The caching will be in two levels, both in process so as to reduce external dependencies or extra server requirements:

  1. DataLoader batching: within a single request, identical lookups are deduplicated automatically.
  2. moka response cache: entity reads are cached in-process with a TTL . It runs in the same process and evicts least used cache hence promising performance.

Timeline

  • Week 1

    • Align with mentors on the final entity subset and schema conventions

    • I’ve already spent time with the MusicBrainz database schema and the existing API source, and built a prototype so this week would mainly be about locking in decisions

    • Set up the production project structure and testing scaffolding.

  • Week 2

    • Schema design review with mentors.

    • Field naming, nullability, and relationship directions need to be finalized before I start writing resolvers.

  • Weeks 3

    • Ill actually start implementing the resolvers from the approved schema. These would build the base foundation for the entire server. After which ill start to focus on Dataloaders and other parts of this.
  • Week 4-5

    • DataLoader implementation for all entity types.

    • This is where N+1 query problems get fixed. I’ll write tests to verify that fetching 100 artists with their release groups produces an actually optimized number of database queries.

  • Week 6

    • Query depth limiting and analyzing complexity with weights.

    • async-graphql has extension points for this.. I need to decide on defaults and make them configurable.

    • I’ll also identify any relationship links that are structurally expensive and either add indexes or block them entirely.

  • Week 7

    • Moka caching layer.

    • This covers the cache key design, TTL configuration, memory bounds, and making sure nothing serves empty(stale) data. Cache hit/miss metrics go in here too.

  • Week 8

    • Multi-entity lookup

    • A single query should be able to return 50 artists by MBID. Mostly about making sure the DataLoader handles list inputs correctly and the schema exposes it cleanly.

  • Week 9

    • Deployment work. Dockerfile, Docker Compose setup, and documentation for running the server locally and against the MusicBrainz database.
  • Week 10

    • Integration and documentation. API documentation, schema reference, and any integration work needed to connect the server to the broader MusicBrainz infrastructure.
  • Weeks 11–12

    • Buffer. Something will take longer than expected. If not, I’ll use the time to extend the entity coverage or add materialised views for the most expensive relationship queries.This week takes into consideration Murphy’s Law.

Community Affinities

What music do you listen to?

I was bought up in a house of artists and hence developed a love for it early on. Some tracks that I play on repeat constantly:

What aspects of MusicBrainz interest you most?

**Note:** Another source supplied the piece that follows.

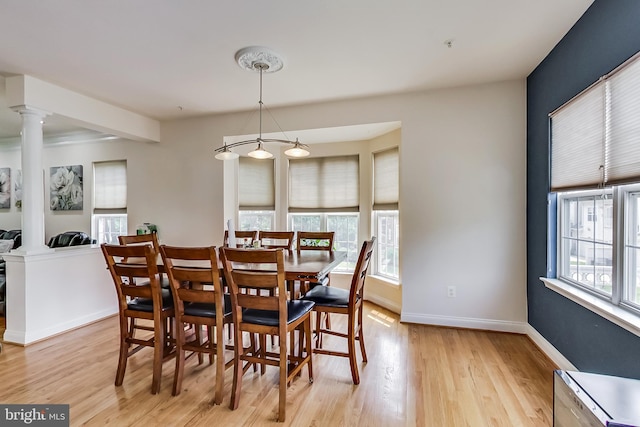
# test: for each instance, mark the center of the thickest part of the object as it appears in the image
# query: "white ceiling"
(169, 59)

The scale of it. Collecting structured metadata for all recorded music, maintained by contributors rather than a big company. Im all ups for open sourced communities and data and anyone being able to contribute in helping it grow is what excites me the most.

Programming Background

I ran my first ā€˜hello world’ in python back when I was a freshman in highschool. I still remember all the possibilities my mind spun up as soon as I saw the text ā€˜hello world’ pop up on the terminal. That moment was phenomenal and something ill never forget. After which I moved onto writing simple CLI games like a stock trading CLI game with pnl and other metrics. Another instance I still remember was using python to generate fake handwritten notes that I had to submit instead of actually writing them by hand(it actually worked :slight_smile: ). I then went onto exploring programming languages like i was pokemon hunting from Java to Javascript, Go, C, C++ and ive finally ended up at Rust and haven’t looked back ever since.

During this time I also started exploring web dev, made a few fun projects like gitmaps – lets you see how spread on the world map your oss contributors are. With web dev I realised backend is something I really enjoy doing and thats what im working on now.

Some other projects ive built includes:

  • RFstarstarKC - CLI learning tool to learn about RFCs and their implementations using animations and markdown documents.

  • VReWind - an NPM package to scaffold react tailwind projects.

  • lobstorrent - CLI to find blazingly fast torrents for anything.


Practical Requirements

  • Available equipment: My primary laptop runs Arch with Niri (wayland). My secondary runs windows 11. Both devices have 16gb RAM and 512gb Storage.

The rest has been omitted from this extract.